Pendant que le débat autour de la fin du mandat de l’actuel président et de la révision de la Constitution enflamme la classe politique congolaise, le parti politique Nouveau Congo appelle Félix Tshisekedi à favoriser l’alternance au sommet de l’État. Et ce, pour contribuer à la stabilité institutionnelle, à l’enracinement de la démocratie et au renouvellement de la classe politique.
Le président national de ce parti centriste (ni de l’opposition ni de la majorité), Maître Katsuva Mutanga Isaac, l’a déclaré dans une note publiée le 7 mars dernier dans la ville de Butembo, au Nord-Kivu. Il soutient une alternance pacifique au sommet de l’État et s’inscrit en faux contre toute tentative de révision constitutionnelle.
“L’histoire renseigne que les Chefs d’Etats qui quittent le pouvoir au terme de leur mandat sans verser le sang de leurs compatriotes, ni les brimer, sans réviser les règles de dévolution du pouvoir, entrent dans l’histoire avec honneur”, a-t-il déclaré.
Nouveau Congo demande au président Félix Tshisekedi de ne pas mordre à l’hameçon des discours flatteurs qui lui feraient croire qu’il est plus important que la République. Il souligne que le passé récent de l’histoire politique du pays démontre que les Congolais ne sont pas favorables à une présidence à vie, et encore moins disposés à tolérer une dictature larvée.

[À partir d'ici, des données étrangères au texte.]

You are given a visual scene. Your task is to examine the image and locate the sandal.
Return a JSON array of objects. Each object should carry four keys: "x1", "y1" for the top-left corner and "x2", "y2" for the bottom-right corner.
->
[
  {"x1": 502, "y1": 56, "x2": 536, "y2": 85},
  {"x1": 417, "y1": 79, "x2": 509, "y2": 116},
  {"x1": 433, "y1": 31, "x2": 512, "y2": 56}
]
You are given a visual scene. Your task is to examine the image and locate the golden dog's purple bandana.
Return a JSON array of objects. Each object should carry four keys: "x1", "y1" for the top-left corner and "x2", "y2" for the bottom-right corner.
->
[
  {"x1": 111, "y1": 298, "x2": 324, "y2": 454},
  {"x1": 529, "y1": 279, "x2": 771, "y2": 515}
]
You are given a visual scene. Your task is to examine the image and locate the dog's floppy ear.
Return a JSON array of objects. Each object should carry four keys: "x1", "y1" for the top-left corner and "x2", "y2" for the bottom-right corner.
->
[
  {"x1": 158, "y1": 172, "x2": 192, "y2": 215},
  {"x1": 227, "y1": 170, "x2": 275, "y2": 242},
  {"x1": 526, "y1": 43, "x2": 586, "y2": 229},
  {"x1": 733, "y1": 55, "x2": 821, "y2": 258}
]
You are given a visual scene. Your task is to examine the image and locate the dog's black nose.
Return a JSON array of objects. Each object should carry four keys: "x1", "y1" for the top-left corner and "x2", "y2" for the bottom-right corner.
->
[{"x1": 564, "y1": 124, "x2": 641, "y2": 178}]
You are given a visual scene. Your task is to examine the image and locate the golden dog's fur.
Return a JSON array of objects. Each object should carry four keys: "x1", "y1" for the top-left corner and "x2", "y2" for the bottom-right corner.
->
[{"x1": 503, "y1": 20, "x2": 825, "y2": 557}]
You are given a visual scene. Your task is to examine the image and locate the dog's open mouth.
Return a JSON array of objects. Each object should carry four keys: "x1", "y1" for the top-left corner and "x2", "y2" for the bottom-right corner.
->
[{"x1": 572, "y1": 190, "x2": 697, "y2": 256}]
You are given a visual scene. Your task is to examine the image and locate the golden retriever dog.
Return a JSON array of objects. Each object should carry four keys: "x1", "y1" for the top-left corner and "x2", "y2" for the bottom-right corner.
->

Le parti affirme qu’il est encore possible pour le président Tshisekedi de se ressaisir et d’éviter les pièges qui lui sont tendus par ce qu’il qualifie de « profiteurs », qui se seraient donné pour aubaine l’initiative de brouiller la lucidité des chefs d’État en fin de mandat.
Alors que le pays fait face à une crise sécuritaire croissante, suivie d’un drame humanitaire dans l’est du pays et de nombreuses frustrations politiques, le parti politique Nouveau Congo estime qu’il n’y a rien de mieux, pour Félix Tshisekedi, que d’organiser les élections dans le délai constitutionnel, son mandat prenant fin en 2028.